Something about the concept of heroism seems to have changed in the nineteenth century. Traditional heroes — Achilles, Alexander, Boudicca, Joan of Arc, Richard the Lionheart, El Cid, Lord Nelson — achieved their heroic status in combat, demonstrating not just courage and resilience but the will to kill and triumph over their enemies. I know nothing about the history of this idea but it seems to me that heroism was democratized in the nineteenth century. One example of this is the institution in 1824 of the gold and silver medals of the Royal National Lifeboat Institution. Saving lives, rather than taking them, became an attribute of the hero.
Watts’ Memorial to Heroic Self-Sacrifice is above all a tribute to the heroism of ordinary folk. Here are maids and sewage workers, gas fitters and stationers’ clerks, signalmen and labourers, as well as the more obvious policeman, firemen, and doctors. Here is Sarah Smith, pantomime artiste at the Prince’s Theatre, who ‘died of terrible injuries received when attempting in her inflammable dress to extinguish the flames which had enveloped her companion.’ And here is Ernest Benning, compositor, who was ‘upset from a boat one dark night off Pimlico Pier [and] grasped an oar with one hand supporting a woman with the other but sank as she was rescued’.

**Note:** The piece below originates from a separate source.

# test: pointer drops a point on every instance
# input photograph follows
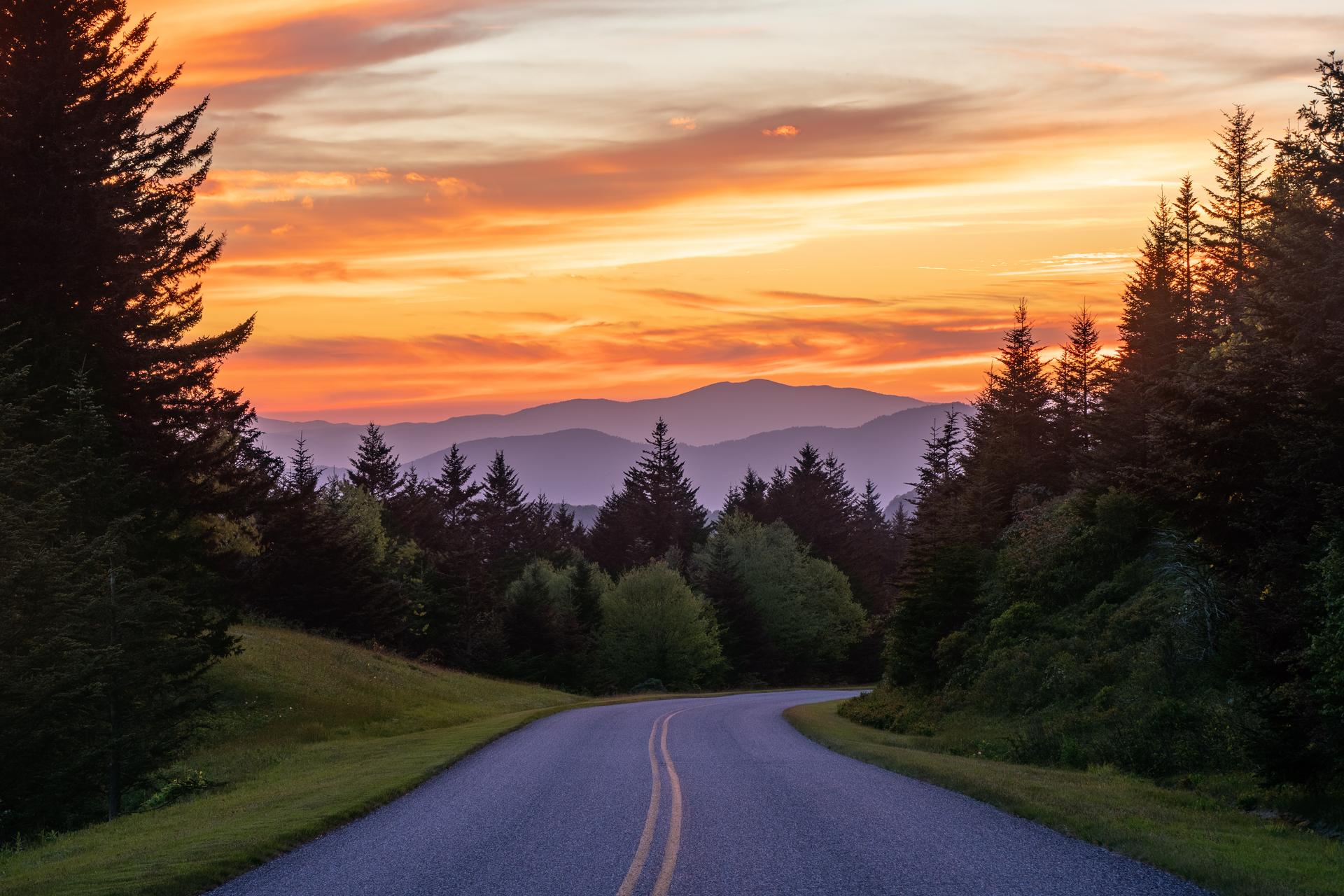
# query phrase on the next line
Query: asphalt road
(690, 797)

The nineteenth century may have democratized heroism, but our own century has debased the concept to the point of absurdity. Extraordinary deeds, extraordinary courage, are no longer required. Simply doing one’s job is apparently heroic. There are Classroom Heroes and NHS Heroes. Voluntary work also counts as heroism, with the acclamation of Litter Heroes and Community Heroes. Heroes are no longer exceptional human beings. They’re no different to you and me and no better really. Aren’t we all heroes for simply making it through the daily grind? Equality trumps excellence, as it always does in our screwy culture.
[The images for the tablets for Sarah Smith and Ernest Benning are courtesy of Wikimedia Commons.]